Automaker Subaru of America has joined forces with the National Park Service (NPS) to help reduce waste in popular parks, including Yosemite, Grand Teton and Denali. These three parks were part of a pilot program to divert visitors’ waste from entering the landfill.
During this pilot program, seven million people visited the parks and generated 16.6 million pounds of waste. Roughly 50 percent of that waste was diverted from the landfill, and the remaining 9.7 pounds was sent to the landfill.
The National Parks Conservation Association is also working to reduce waste in these national parks by collecting data on recycling, organic material composting, waste management and visitor behavior to come up with a game plan.
SocialEarth has more information on these efforts:
The world of sustainability often is the background of some pleasantly surprising narratives. One of the latest ones goes like this: automaker helps national parks reduce their landfill waste. The protagonist of this story is automaker Subaru of America, a leader in zero landfill waste, who is now applying its expertise in this field to avoid that waste produced by visitors to some of America’s most iconic parks ends up in a landfill.

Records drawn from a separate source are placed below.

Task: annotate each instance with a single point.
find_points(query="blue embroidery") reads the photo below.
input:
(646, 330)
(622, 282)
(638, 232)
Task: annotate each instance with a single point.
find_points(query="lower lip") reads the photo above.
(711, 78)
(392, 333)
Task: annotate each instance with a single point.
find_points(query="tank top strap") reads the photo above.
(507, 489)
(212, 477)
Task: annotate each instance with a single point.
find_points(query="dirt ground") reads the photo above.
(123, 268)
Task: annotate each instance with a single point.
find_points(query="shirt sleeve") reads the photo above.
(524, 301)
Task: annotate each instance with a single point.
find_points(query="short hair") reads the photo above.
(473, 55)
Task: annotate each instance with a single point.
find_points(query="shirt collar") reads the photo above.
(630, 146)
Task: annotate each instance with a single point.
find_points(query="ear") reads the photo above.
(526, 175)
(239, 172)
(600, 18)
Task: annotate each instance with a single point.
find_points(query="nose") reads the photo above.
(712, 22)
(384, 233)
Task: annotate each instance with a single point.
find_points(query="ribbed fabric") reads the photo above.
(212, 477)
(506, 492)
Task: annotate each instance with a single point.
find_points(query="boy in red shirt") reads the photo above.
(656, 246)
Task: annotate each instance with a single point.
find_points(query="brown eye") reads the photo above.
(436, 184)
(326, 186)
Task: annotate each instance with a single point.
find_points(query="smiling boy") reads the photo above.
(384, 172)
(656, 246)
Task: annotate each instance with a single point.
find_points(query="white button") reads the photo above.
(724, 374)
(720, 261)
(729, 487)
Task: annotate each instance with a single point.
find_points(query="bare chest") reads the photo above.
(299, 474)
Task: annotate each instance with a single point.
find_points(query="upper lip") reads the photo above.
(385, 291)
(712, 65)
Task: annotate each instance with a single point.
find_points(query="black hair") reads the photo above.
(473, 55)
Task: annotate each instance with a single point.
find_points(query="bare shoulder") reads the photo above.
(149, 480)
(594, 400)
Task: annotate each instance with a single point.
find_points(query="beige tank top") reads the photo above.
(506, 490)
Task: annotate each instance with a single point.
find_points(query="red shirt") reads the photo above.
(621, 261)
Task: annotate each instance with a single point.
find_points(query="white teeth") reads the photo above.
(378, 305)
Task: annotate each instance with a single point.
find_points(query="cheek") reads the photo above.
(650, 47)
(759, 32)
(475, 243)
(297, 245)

Subaru of America was the first auto assembly plant in the U.S. to achieve a zero landfill designation. Now it has teamed up with the National Park Service (NPS) to help iconic parks such as Yosemite, Grand Teton and Denali to reduce the waste produced by visitors to those famous natural landmarks, which will be the pilot parks in this collaboration.
Some sobering facts that have inspired this partnership: the human presence in those parks produces a lot of waste. Unfortunately. In 2013, alone, NPS had to manage more than 100 million pounds of waste across the country, most of which was generated by the parks’ 273.6 million visitors. The figure accounts for only the waste managed by the National Park Service and does not include the waste managed by park concessioners, which includes brands like Delaware North Companies, Grand Teton Lodge Company, Forever Resorts, and Aramark. The waste coming from those can be even higher.